An age discrimination lawsuit filed against Google last week seems to indicate that I may be past my prime, shedding new light on the Internet behemoth, and revealing startling information about the age-related demographics within the company.
According to information compiled by Payscale and reported in Computerworld, between 2007 and 2013, Google’s workforce grew from 9,500 to 28,000 employees. (Holy hiring!) Yet despite nearly tripling in size, Google’s median age for their employees is 29 years old. 29! I have old copies of the The New Yorker lying around that are older than that!
The lawsuit filed against them involves an experienced 60-year-old computer programmer, Robert Heath, who applied for a job after being contacted by a Google recruiter, according to Computerworld. Despite being tagged by the recruiter as a great candidate, he was not offered the job after a phone interview in which he and the interviewer couldn’t hear each other very well.
Because, you know, people who are old—like, over 30–don’t hear well. They also drive 25 miles per hour in the left lane and eat dinner at 4:30 in the afternoon. All of which Google apparently frowns upon.
This is hardly the first time Google has thumbed its nose at anyone who was alive when Reagan was president. In 2007, they settled an age discrimination suit brought by an employee, Brian Reid, who was fired at 54 for not being a “culture fit.” Reid claimed in the course of that suit that he was told by his much younger colleagues that his ideas were “too old to matter” and that he was called an “old fuddy-duddy.” The case was settled out of court.
While the pair of cases case sheds light on the hurdles a man over the age of 50 faces in maintaining employment, it raises troubling questions about where the magic number is if you’re a woman. If a 54-year-old man is over the hill, what is a 45-year-old woman?
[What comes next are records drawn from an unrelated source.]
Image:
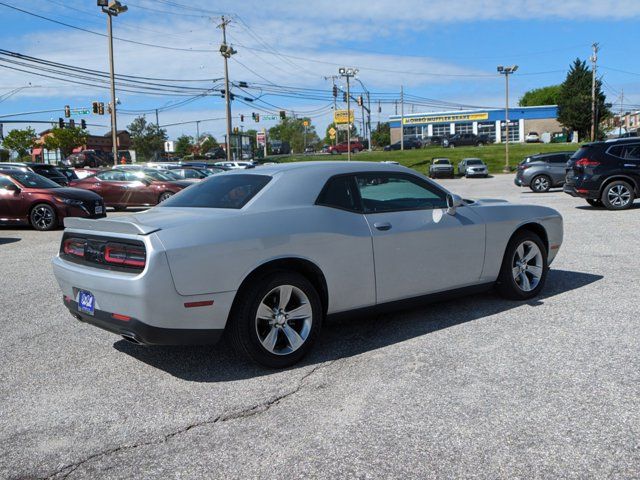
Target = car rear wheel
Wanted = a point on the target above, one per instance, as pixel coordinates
(524, 267)
(164, 196)
(276, 320)
(618, 195)
(540, 184)
(43, 217)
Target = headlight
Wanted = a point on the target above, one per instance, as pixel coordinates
(70, 201)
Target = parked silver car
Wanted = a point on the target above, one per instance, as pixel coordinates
(266, 254)
(473, 167)
(441, 167)
(543, 171)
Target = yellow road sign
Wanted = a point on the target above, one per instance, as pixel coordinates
(341, 116)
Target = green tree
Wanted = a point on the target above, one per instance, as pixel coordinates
(541, 96)
(574, 100)
(20, 140)
(381, 135)
(147, 139)
(184, 146)
(292, 130)
(65, 139)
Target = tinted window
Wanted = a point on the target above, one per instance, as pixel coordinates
(392, 192)
(111, 176)
(219, 191)
(338, 193)
(33, 180)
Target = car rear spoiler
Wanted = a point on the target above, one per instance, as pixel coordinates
(110, 226)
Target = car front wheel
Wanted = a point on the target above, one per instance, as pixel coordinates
(540, 184)
(524, 267)
(43, 217)
(276, 320)
(618, 195)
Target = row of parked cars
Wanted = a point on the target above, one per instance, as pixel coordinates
(42, 195)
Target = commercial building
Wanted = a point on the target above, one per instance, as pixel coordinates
(490, 122)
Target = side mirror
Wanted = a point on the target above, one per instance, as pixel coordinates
(453, 202)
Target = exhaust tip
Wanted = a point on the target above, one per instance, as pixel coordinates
(131, 338)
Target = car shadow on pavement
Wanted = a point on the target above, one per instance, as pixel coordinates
(348, 336)
(4, 241)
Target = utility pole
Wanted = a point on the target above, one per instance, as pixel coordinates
(506, 71)
(226, 52)
(348, 73)
(112, 8)
(401, 117)
(594, 60)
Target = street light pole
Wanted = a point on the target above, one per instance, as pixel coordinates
(112, 8)
(506, 71)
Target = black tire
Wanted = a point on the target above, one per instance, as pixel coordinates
(43, 217)
(242, 327)
(540, 184)
(164, 195)
(618, 195)
(506, 284)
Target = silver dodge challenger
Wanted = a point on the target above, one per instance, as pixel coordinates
(265, 255)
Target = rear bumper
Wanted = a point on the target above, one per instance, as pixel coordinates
(142, 333)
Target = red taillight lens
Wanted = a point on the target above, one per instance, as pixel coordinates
(127, 255)
(585, 162)
(74, 246)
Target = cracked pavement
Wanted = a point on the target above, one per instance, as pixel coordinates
(477, 387)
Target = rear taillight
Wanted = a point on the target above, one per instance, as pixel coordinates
(125, 255)
(586, 162)
(74, 246)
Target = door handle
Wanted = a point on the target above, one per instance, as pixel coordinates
(382, 226)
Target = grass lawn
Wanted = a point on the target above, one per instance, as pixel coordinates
(492, 155)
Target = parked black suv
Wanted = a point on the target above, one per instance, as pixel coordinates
(606, 173)
(465, 139)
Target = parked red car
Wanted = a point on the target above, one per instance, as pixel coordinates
(130, 188)
(28, 198)
(342, 147)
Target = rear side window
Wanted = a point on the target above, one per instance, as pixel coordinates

The reality is that women in their 40s have already managed to maneuver through complicated workplace dynamics due to sexism and, in some cases, gender discrimination. We put up with unequal pay for equal work. We are underrepresented in boardrooms and in Congress. We also live in a culture of youth that isn’t going anywhere. But the the thing we had going for us—our wisdom, our experience, our age—is supposed to be one of the biggest assets we have. We aren’t so young that we’re frivolous. We aren’t so old that we’re out of touch. We are smack in the middle, right in the prime of our careers.
Unless, apparently, we’re at Google.